We use the National Curriculum Programmes of study to guide us on the content and focus of each objective to inform our curriculum. These units are enriched by cross curriculum work when appropriate. We also encourage a project based approach to learning with an emphasis on people and community in our local area. Children as Historians learn through enquiry based learning opportunities to gain a greater understanding of our local area.
Visits and visitors to school are promoted, to enrich our history curriculum and further deepen that historical enquiry, through the use of questioning and listening to eye witness accounts and experiences.
The Early Years Foundation Stage (EYFS) follows the ‘Development Matters in the EYFS’ guidance which aims for all children in reception to have an ‘Understanding of the World; people and communities, the world and technology’ by the end of the academic year.
Teachers, in parallel classes, plan together to create engaging and informative teaching and learning opportunities which take into account prior learning, plan for opportunities for assessment and identify suitable future targets.
At Lowton West we strive to create a supportive and collaborative ethos for learning by providing investigative and enquiry based learning opportunities.

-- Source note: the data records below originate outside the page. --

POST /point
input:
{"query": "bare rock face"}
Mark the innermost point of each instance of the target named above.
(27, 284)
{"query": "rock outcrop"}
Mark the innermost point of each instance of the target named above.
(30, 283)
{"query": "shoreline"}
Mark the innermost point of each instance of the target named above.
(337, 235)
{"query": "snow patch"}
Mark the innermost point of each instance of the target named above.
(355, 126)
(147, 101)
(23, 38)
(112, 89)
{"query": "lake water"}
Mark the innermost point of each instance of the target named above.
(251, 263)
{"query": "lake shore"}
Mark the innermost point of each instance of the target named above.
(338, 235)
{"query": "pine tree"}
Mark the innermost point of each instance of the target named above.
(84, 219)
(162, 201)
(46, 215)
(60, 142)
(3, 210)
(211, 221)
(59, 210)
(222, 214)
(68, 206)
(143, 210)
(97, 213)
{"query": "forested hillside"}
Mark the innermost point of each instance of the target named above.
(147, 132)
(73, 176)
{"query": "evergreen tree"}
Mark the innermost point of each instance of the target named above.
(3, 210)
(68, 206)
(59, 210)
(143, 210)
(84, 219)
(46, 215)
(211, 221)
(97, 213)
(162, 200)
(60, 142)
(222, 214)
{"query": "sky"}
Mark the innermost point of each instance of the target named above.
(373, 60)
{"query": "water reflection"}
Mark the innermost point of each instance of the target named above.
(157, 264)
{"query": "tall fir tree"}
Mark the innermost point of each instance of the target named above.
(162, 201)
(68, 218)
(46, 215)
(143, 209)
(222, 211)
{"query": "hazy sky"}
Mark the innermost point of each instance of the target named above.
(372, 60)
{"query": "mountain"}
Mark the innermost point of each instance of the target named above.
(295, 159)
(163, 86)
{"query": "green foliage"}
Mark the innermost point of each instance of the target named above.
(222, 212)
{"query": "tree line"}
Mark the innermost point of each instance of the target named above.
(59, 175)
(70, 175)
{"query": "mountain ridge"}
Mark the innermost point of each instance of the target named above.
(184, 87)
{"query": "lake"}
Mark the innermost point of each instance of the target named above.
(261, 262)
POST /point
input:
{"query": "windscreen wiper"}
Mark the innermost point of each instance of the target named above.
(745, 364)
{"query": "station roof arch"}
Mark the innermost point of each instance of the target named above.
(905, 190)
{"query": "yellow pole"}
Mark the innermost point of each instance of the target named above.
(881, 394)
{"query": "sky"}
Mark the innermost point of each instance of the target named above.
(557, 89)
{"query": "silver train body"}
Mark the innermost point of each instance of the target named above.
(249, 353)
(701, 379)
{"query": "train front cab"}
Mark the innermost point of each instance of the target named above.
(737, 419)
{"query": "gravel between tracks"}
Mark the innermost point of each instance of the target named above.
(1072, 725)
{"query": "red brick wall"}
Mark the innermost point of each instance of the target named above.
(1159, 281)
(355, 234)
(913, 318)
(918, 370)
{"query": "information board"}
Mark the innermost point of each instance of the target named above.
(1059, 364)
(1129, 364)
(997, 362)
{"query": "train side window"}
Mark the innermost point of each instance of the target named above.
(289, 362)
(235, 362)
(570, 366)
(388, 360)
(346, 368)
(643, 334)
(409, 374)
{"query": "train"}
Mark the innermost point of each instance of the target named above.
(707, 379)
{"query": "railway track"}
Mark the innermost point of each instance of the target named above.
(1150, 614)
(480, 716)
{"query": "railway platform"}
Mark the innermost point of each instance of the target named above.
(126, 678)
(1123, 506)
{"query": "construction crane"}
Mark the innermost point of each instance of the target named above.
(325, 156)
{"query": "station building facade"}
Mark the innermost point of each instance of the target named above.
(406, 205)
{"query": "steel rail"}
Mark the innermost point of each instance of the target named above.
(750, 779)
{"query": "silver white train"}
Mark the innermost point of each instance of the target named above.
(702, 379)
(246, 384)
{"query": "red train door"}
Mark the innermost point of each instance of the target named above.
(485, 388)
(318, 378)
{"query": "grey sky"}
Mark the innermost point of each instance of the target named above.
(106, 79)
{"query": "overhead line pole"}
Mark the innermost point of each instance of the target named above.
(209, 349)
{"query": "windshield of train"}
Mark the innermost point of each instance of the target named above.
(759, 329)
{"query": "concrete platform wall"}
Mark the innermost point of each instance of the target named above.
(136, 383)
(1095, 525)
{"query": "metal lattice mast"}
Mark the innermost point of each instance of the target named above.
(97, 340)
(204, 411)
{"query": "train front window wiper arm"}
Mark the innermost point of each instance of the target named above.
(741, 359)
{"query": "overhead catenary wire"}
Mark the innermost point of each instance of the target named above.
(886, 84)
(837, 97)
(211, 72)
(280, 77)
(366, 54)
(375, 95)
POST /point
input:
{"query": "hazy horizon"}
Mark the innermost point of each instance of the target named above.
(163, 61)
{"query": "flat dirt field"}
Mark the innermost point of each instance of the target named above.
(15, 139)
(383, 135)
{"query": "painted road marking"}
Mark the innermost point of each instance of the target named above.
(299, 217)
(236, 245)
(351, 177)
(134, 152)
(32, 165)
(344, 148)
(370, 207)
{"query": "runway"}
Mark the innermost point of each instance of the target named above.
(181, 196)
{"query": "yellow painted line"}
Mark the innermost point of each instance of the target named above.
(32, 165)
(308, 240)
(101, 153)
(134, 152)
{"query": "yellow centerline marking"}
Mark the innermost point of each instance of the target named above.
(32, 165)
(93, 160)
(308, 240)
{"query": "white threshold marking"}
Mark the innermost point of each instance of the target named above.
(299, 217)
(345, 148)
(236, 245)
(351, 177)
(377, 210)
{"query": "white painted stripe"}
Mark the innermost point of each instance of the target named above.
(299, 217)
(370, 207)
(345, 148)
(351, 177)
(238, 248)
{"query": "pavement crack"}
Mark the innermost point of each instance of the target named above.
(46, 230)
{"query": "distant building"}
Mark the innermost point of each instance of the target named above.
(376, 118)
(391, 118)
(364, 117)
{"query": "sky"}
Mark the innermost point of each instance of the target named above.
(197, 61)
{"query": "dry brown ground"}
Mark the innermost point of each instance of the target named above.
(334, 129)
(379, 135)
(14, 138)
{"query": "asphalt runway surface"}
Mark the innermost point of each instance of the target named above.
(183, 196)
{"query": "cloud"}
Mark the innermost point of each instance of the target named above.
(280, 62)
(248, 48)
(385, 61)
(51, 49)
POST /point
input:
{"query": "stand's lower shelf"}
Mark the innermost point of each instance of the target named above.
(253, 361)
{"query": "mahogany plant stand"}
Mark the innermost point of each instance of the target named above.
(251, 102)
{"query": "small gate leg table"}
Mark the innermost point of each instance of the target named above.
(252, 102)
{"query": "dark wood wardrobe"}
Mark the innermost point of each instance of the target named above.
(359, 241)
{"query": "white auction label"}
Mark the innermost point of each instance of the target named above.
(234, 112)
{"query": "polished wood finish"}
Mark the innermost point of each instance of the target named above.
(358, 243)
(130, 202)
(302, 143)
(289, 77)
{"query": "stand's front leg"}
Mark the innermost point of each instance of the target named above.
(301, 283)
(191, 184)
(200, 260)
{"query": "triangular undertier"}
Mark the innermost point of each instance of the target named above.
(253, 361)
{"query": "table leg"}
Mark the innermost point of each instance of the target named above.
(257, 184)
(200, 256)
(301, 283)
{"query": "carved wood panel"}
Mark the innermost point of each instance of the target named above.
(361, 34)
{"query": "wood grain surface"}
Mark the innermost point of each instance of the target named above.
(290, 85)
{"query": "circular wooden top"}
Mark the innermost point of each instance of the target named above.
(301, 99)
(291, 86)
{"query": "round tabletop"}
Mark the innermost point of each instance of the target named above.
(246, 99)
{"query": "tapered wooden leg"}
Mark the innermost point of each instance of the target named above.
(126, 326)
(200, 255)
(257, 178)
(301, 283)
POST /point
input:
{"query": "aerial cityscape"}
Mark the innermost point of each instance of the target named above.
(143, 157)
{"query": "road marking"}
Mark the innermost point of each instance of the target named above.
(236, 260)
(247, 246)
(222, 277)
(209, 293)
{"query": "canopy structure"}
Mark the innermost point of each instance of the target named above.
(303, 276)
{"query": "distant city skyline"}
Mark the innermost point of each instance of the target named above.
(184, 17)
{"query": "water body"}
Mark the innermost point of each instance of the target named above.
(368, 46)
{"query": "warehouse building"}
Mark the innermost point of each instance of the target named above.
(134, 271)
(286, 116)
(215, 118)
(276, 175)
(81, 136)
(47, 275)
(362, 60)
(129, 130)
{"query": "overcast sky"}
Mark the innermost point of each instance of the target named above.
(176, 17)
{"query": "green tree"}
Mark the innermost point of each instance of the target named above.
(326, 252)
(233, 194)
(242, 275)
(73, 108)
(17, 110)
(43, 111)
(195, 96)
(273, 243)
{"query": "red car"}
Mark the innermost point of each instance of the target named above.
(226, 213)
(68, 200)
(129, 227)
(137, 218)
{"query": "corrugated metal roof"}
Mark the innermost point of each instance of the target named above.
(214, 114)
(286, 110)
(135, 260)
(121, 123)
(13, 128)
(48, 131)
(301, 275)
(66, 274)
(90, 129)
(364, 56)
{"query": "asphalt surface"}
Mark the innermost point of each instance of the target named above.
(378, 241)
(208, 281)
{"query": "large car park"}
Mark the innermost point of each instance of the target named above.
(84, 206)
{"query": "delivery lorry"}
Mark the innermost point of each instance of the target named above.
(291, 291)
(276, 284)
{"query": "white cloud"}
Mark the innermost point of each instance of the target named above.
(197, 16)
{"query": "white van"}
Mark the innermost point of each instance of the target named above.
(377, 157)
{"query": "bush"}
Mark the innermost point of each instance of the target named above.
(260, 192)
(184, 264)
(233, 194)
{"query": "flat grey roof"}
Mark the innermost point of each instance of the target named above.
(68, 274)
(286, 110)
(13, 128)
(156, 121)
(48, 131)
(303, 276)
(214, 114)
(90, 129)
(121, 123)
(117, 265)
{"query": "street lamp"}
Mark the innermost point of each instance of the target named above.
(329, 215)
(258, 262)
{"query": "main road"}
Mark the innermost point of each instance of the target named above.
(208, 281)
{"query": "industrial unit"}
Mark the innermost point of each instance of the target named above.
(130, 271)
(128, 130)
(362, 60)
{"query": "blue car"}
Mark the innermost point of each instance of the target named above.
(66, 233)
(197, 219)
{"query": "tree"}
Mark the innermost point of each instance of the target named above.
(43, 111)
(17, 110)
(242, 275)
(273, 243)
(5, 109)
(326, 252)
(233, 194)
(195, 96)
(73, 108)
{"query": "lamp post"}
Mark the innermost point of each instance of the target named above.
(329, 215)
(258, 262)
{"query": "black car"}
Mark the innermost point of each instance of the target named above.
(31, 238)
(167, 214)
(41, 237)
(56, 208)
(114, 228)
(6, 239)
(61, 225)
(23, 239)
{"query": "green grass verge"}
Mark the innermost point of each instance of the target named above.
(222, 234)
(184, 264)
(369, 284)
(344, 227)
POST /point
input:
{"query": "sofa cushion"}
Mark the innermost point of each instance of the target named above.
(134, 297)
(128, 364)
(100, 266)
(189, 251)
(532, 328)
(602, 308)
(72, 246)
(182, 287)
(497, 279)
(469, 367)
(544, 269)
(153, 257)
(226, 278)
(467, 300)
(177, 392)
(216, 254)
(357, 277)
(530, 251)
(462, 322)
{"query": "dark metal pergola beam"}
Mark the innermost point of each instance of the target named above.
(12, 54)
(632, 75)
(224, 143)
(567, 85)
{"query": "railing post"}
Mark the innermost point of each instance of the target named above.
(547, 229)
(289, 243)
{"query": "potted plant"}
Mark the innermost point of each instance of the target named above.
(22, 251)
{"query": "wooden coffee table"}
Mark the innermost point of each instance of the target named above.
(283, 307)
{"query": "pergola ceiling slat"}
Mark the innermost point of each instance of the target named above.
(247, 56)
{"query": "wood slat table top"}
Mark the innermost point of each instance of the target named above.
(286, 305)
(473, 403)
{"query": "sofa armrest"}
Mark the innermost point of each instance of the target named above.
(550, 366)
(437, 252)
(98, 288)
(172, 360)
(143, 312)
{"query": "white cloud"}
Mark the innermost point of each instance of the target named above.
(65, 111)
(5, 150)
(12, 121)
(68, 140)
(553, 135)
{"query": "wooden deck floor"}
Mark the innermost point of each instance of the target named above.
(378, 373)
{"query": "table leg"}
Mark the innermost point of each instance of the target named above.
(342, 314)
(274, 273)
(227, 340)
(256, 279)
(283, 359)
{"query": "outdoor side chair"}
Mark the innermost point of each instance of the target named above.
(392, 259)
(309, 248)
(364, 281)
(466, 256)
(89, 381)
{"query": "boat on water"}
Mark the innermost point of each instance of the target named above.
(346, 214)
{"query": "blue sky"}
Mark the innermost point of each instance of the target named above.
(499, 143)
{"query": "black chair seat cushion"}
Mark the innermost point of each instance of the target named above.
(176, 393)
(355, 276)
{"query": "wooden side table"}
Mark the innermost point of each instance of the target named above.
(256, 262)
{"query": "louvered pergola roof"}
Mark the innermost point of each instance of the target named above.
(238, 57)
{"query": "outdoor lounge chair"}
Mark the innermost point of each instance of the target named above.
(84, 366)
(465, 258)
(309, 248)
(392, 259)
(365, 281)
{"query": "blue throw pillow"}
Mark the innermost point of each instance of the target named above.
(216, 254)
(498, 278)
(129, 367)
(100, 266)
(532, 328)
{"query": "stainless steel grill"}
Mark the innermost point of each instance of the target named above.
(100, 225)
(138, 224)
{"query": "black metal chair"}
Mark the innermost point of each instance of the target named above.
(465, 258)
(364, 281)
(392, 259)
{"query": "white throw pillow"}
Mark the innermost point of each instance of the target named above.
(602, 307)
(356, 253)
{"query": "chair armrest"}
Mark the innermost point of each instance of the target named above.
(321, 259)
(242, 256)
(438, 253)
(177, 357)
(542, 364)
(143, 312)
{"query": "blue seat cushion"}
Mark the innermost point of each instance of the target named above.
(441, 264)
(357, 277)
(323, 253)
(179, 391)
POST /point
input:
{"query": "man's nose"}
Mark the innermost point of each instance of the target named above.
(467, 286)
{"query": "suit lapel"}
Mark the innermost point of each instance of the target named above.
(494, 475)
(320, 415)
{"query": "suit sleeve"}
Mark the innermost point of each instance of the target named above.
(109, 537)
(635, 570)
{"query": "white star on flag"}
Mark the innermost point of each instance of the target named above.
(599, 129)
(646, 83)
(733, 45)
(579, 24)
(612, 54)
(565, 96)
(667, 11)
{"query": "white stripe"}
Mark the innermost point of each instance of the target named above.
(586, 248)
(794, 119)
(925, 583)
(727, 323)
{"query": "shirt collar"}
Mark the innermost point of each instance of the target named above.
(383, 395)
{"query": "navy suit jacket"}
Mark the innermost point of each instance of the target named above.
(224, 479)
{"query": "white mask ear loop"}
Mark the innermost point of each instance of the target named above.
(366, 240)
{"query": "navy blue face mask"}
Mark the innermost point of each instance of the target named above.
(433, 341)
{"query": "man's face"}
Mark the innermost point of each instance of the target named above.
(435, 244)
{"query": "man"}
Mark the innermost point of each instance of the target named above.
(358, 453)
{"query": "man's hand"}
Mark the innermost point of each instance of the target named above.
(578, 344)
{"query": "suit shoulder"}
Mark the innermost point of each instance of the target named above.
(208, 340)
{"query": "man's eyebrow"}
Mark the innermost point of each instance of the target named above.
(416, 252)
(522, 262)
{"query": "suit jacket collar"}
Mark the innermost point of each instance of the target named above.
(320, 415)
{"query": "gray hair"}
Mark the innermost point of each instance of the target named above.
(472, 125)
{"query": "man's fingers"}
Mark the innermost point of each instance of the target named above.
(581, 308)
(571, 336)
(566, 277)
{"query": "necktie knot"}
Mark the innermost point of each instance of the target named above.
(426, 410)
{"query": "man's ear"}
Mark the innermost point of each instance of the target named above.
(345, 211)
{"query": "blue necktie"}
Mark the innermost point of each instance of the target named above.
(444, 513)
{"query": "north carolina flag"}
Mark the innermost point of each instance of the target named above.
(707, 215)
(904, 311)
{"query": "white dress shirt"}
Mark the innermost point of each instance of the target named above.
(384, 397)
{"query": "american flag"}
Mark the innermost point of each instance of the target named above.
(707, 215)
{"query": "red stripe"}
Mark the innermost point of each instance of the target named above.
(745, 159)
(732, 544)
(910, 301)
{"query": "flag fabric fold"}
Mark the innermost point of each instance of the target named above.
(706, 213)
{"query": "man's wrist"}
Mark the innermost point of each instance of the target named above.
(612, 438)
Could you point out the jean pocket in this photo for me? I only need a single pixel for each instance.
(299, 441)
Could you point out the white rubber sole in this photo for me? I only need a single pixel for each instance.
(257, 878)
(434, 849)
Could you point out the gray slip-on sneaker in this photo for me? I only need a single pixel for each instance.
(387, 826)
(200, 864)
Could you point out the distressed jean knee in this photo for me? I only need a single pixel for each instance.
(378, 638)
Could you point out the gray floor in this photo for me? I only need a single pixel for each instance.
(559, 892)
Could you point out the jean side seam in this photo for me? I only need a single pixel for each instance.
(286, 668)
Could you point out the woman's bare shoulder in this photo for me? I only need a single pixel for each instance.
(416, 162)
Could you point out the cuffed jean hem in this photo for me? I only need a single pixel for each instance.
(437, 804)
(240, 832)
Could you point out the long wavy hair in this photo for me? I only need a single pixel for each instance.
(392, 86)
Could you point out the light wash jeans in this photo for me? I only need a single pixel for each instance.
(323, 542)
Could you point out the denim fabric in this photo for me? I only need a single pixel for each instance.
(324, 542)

Emphasis is placed on analytical thinking which helps children gain a coherent knowledge and understanding of Britain’s past and that of the wider world and fires children’s curiosity to know more about the past. Through this study our Historians learn to ask perceptive questions, think critically, weigh evidence, sift arguments, and develop perspective and judgement.
Year 3 History Alive
Yesterday, ‘History Alive’ visited the Year 3 children and gave them the opportunity to explore Egyptian life and examine Ancient Egyptian artefacts. The children thoroughly enjoyed dressing up as Egyptian children, acting out their daily jobs and looking at artefacts such as canopic jars and scarob beetles
Year 6 Greek Day
Year 6 enjoyed a performance by Past Productions all about ‘The Godly Greeks’! They learned about many Greek stories and then took part in a drama workshop. Many of the children dressed up in their Greek costumes and looked fantastic.
In the afternoon they produced their own comic strips of Greek stories which they had been researching and made Greek vases in their art lesson.
Thank you to Mrs Meighen for organising this event. We would also like to thank the Friends Association for funding this
Year 4 History Alive
On Tuesday Year 4 were extremely lucky to have a visit from History Alive Stone Age to Iron Man.
The children enjoyed dressing up in role play as people from these periods.
They also handled artefacts such as bronze pots, axes, spears and clubs.
The children learnt a lot from this experience.
Thank you to Mrs Meighen for organising this event.
Year 2 History Alive
Year 5 History Alive
On Monday, Year 5 were taken back in time to Victorian times and spent half a day experiencing what life was like in a Victorian classroom. Miss Banks, their Victorian teacher, showed the children some of the activities which Victorian children would have experienced - from morning inspection, to mental arithmetic and handwriting with dip pens and ink. The children all dressed up in typical Victorian clothing: aprons and mopcaps for the girls; waistcoats, flat caps and mufflers (ties) for the boys. Throughout their sessions, the children responded very well to the strict style of teaching and were quite shocked at some of the things they were told about how children were treated. Luckily, the children's behaviour was superb and no Victorian punishments were required! We would like to thank Mrs Meighen for arranging this experience for the children. It was certainly worthwhile and taught the children a great deal in a short space of time.